Larry McCaffery: Could you discuss what sorts of things have drawn you towards writing SF? Do you find there are certain formal advantages in writing outside the realm of “mainstream” fiction, maybe a freedom that allows you more room for exploring the issues you wish to develop?
Gene Wolfe: It’s not so much a matter of “advantages” as SF appealing to my natural cast of mind, to my literary imagination. The only way I know to write is to write the kind of thing I would like to read myself, and when I do that it usually winds up being classified as SF or “science fantasy,” which is what I call most of my work. Incidentally, I’d argue that SF represents literature’s real mainstream. What we now normally consider the mainstream—so called realistic fiction—is a small literary genre, fairly recent in origin, which is likely to be relatively short lived. When I look back at the foundations of literature, I see literary figures who, if they were alive today, would probably be members of the Science Fiction Writers of America. Homer?
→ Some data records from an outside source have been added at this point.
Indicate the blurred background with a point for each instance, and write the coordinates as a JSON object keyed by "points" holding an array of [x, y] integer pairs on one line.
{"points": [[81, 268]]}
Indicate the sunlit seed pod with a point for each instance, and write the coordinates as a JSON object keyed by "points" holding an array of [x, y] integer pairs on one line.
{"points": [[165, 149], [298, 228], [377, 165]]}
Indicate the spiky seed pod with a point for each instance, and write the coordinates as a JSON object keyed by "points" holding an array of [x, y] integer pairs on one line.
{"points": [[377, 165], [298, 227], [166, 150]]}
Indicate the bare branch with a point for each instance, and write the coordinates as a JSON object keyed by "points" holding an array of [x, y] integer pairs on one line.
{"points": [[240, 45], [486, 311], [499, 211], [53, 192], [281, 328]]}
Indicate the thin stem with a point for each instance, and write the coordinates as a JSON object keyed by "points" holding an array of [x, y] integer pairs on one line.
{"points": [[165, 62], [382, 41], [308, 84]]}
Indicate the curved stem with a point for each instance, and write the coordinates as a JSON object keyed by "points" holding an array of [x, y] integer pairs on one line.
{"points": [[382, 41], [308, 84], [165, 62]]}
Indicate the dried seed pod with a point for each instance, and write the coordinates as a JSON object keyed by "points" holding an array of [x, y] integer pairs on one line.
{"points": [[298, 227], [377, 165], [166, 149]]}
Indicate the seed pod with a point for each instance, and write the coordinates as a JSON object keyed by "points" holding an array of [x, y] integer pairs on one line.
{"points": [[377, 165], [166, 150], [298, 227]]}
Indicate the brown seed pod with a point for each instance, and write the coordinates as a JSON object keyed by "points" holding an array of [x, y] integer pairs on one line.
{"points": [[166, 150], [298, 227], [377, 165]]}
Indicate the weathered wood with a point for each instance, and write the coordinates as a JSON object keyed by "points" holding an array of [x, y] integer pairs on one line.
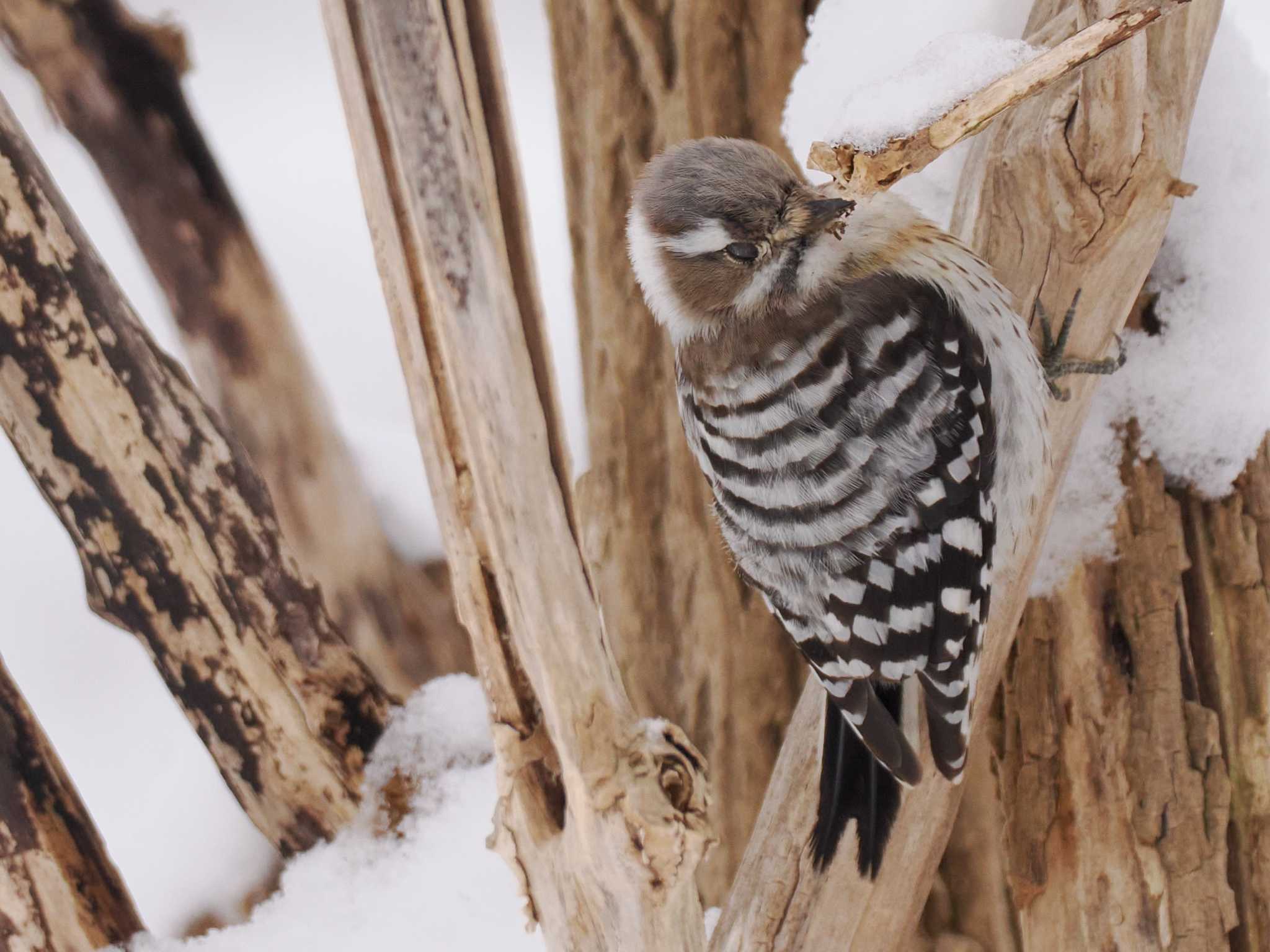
{"points": [[1068, 190], [1228, 610], [693, 644], [601, 815], [115, 82], [859, 173], [1117, 791], [59, 889], [175, 532]]}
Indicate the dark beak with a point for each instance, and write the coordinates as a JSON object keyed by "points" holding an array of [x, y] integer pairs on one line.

He would certainly belong to the SFWA. So would Dante, Milton, and Shakespeare. That tradition is literature’s mainstream, and it has been what has grown out of that tradition which has been labeled SF or whatever label you want to use.
LM: That’s why I began by asking if you weren’t attracted to the freedom offered by SF—it’s only been since the rise of the novel in the 18th century that writers have more or less tried to limit themselves to describing the ordinary world around them….
Wolfe: It’s a matter of whether you’re content to focus on everyday events or whether you want to try to encompass the entire universe. If you go back to the literature written in ancient Greece or Rome, or during the Middle Ages and much of the Renaissance, you’ll see writers trying to write not just about everything that exists but about everything that could exist. Now as soon as you open yourself to that possibility, you are going to find yourself talking about things like intelligent robots and monsters with Gorgon heads, because it’s becoming increasingly obvious that such things could indeed exist. But what fascinates me is that the ancient Greeks already realized these possibilities some 500 years before Christ, when they didn’t have the insights into the biological and physical sciences we have today, when there was no such thing as, say, cybernetics. Yet when you read the story of Jason and the Argonauts, you discover that the island of Crete was guarded by a robot. Somehow the Greeks were alert to these possibilities despite the very primitive technology they had—and they put these ideas into their stories. Today it’s the SF writers who are exploring these things in our stories.